10. The hardness test method according to claim 2 further comprising estimating a type of a disturbance in the actual usage environment based on the indentation history curve measured by the second measurement process.

11. The hardness test method according to claim 3 further comprising estimating a type of a disturbance in the actual usage environment based on the indentation history curve measured by the second measurement process.

12. The hardness test method according to claim 4 further comprising estimating a type of a disturbance in the actual usage environment based on the indentation history curve measured by the second measurement process.

13. The hardness test method according to claim 5 further comprising estimating a type of a disturbance in the actual usage environment based on the indentation history curve measured by the second measurement process.

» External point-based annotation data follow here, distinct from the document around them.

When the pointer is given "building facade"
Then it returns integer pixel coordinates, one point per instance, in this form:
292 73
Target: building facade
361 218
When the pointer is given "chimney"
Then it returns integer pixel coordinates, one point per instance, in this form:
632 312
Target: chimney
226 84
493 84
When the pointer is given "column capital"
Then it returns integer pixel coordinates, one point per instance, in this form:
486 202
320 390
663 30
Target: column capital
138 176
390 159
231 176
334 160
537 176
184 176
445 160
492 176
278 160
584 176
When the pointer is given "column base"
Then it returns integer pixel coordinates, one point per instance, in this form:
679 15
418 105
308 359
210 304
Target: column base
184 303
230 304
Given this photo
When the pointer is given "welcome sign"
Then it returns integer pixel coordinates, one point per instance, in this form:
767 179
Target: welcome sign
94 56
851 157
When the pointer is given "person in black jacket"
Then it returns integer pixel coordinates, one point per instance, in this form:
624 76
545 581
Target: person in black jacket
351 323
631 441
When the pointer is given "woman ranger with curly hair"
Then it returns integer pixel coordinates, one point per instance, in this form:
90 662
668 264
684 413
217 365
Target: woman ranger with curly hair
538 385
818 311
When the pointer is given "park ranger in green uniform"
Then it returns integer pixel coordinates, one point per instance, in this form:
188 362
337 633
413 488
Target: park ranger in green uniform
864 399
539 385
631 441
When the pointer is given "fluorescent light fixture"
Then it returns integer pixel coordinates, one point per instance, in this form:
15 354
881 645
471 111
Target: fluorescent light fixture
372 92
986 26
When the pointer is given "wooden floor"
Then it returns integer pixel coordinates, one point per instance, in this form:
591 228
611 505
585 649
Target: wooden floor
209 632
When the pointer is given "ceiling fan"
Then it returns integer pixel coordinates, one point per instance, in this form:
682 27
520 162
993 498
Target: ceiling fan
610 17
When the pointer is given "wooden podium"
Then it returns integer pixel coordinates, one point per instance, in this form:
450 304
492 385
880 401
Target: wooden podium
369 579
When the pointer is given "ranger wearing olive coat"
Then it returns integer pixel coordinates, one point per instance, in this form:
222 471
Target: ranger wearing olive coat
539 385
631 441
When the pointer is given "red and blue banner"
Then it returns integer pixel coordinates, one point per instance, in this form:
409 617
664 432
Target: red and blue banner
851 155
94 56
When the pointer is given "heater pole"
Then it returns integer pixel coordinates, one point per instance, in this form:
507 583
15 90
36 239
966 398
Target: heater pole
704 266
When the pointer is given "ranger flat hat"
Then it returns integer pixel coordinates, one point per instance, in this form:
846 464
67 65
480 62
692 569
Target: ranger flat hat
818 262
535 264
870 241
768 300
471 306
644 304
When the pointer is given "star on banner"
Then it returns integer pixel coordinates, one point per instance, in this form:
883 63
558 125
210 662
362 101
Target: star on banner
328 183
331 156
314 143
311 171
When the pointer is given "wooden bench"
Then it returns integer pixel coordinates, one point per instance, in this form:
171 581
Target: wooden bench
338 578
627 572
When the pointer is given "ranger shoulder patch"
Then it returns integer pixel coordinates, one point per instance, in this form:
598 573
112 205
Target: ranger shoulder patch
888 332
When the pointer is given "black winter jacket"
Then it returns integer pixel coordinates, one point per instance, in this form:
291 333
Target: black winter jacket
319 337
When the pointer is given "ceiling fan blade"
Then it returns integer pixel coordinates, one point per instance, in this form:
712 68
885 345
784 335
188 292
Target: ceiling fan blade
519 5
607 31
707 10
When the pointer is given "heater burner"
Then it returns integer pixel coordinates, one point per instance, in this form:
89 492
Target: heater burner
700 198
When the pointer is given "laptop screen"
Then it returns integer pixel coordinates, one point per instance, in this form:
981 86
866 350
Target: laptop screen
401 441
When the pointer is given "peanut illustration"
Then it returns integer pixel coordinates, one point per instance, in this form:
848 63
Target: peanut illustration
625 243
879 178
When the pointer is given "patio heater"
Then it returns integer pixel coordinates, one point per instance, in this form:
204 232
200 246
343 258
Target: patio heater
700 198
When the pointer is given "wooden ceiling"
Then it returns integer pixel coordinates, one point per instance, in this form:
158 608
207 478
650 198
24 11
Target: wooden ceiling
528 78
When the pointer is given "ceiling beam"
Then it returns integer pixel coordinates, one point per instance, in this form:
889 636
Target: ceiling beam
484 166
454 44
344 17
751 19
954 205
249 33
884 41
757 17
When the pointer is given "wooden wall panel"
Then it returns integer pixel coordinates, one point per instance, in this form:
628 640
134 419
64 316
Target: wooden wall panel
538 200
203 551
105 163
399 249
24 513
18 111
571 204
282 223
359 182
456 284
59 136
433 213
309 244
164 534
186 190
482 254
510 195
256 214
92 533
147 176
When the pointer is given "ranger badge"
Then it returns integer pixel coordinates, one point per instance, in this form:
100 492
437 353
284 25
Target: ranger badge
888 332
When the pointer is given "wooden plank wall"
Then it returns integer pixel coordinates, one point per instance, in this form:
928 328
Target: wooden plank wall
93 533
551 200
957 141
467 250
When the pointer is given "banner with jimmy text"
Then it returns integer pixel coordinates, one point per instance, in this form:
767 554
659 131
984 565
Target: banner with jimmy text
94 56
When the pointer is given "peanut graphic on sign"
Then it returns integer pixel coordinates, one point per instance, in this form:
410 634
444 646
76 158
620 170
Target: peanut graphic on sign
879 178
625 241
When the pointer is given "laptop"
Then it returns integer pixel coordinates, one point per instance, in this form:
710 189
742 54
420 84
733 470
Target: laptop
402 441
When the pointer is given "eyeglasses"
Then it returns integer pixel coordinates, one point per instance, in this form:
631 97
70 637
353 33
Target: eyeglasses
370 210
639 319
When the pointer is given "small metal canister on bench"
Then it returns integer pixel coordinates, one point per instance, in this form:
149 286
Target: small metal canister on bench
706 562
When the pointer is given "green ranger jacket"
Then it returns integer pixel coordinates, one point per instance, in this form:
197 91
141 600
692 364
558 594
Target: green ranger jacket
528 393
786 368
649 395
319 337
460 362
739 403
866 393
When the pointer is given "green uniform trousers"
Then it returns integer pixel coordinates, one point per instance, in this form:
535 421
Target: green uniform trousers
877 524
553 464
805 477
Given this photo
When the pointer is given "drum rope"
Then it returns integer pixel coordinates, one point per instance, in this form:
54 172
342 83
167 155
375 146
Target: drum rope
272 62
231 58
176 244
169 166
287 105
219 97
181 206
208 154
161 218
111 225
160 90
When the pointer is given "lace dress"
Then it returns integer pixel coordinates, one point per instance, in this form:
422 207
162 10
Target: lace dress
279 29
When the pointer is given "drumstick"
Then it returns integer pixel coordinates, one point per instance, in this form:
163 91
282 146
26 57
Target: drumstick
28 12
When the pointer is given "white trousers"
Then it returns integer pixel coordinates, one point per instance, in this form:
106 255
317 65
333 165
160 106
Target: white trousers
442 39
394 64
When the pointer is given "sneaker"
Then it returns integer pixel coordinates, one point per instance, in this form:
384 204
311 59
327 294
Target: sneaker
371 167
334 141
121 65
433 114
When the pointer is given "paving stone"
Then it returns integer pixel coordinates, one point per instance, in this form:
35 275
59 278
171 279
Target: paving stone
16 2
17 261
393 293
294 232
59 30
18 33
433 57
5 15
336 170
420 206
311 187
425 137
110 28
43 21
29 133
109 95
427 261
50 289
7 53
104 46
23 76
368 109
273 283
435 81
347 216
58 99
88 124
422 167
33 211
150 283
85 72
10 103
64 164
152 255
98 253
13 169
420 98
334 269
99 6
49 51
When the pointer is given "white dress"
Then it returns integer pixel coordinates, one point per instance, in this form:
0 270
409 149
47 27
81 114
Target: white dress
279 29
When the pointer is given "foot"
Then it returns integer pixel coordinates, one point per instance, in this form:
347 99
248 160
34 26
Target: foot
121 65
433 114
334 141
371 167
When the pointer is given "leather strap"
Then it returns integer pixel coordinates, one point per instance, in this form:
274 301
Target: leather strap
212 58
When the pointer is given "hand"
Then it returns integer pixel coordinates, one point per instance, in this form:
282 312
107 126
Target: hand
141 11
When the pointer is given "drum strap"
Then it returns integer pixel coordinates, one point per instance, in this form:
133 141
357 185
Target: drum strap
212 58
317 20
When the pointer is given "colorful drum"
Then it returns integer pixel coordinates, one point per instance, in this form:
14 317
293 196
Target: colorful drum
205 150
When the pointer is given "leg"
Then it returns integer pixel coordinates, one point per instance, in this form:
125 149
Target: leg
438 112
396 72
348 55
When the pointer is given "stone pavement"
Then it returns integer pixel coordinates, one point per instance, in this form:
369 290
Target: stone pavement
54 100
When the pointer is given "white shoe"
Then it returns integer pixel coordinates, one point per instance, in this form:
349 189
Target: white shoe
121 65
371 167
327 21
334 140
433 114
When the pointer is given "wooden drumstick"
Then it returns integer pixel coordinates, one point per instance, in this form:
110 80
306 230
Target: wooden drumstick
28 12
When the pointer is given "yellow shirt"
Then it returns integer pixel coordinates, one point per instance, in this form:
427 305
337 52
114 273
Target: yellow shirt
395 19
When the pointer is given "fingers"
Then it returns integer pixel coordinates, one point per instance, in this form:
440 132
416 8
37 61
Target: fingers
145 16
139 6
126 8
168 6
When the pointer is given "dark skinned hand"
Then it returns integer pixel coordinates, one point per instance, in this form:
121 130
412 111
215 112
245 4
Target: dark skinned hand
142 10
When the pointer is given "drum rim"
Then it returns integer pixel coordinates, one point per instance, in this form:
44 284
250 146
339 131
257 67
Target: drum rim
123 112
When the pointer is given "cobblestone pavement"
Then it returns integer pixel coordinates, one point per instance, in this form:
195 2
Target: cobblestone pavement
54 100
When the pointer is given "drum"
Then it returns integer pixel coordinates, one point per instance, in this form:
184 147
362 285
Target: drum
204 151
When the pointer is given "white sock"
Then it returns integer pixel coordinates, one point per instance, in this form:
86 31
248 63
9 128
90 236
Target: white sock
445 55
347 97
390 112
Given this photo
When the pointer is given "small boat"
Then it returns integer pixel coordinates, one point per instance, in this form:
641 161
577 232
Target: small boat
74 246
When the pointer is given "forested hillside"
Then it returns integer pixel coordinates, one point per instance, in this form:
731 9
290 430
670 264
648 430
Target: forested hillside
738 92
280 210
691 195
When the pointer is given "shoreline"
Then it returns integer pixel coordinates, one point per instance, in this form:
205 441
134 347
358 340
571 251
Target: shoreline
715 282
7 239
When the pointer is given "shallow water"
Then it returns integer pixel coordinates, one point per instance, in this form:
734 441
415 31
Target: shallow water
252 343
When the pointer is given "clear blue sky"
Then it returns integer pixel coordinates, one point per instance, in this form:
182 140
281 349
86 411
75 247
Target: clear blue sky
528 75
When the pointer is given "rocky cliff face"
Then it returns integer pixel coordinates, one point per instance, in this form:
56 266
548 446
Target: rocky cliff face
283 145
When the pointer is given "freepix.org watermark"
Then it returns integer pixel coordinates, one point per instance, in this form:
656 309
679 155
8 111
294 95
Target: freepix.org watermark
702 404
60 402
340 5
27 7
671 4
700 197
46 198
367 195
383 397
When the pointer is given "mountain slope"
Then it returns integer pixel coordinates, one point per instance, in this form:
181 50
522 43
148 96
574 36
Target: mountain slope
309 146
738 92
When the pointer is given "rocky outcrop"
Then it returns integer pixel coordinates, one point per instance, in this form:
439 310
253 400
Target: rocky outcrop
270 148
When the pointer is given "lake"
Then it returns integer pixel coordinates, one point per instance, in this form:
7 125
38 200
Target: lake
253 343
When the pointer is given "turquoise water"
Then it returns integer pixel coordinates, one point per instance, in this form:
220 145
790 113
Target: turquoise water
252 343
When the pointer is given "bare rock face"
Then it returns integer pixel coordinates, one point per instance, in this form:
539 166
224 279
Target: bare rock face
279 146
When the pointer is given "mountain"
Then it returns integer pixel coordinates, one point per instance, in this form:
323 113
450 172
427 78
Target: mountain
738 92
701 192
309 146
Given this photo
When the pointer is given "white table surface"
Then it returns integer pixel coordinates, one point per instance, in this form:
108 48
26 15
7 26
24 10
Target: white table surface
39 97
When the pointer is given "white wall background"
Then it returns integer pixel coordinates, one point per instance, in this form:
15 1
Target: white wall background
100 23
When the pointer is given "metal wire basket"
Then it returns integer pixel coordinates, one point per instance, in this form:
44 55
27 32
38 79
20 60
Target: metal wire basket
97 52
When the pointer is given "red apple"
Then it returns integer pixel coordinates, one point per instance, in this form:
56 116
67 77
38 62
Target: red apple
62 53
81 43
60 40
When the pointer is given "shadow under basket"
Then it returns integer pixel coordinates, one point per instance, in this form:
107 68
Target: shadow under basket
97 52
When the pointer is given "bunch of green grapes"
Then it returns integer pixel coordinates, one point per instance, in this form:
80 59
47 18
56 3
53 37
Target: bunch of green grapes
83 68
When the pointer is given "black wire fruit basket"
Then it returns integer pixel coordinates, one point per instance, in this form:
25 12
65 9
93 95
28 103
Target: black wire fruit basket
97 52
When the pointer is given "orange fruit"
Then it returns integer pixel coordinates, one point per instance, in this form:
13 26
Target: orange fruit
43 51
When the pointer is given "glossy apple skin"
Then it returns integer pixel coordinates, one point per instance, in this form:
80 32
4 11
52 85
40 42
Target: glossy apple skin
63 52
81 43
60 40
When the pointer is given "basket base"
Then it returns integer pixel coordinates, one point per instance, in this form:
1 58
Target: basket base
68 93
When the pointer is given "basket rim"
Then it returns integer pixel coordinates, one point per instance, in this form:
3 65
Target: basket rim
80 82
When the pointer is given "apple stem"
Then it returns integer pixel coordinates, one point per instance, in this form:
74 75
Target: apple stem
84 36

14. The hardness test method according to claim 2, wherein the test specimen for verification is one of copper, aluminum and gold.

15. The hardness test method according to claim 3, wherein the test specimen for verification is one of copper, aluminum and gold.

16. The hardness test method according to claim 4, wherein the test specimen for verification is one of copper, aluminum and gold.

17. The hardness test method according to claim 5, wherein the test specimen for verification is one of copper, aluminum and gold.

18. The hardness test method according to claim 6, wherein the test specimen for verification is one of copper, aluminum and gold.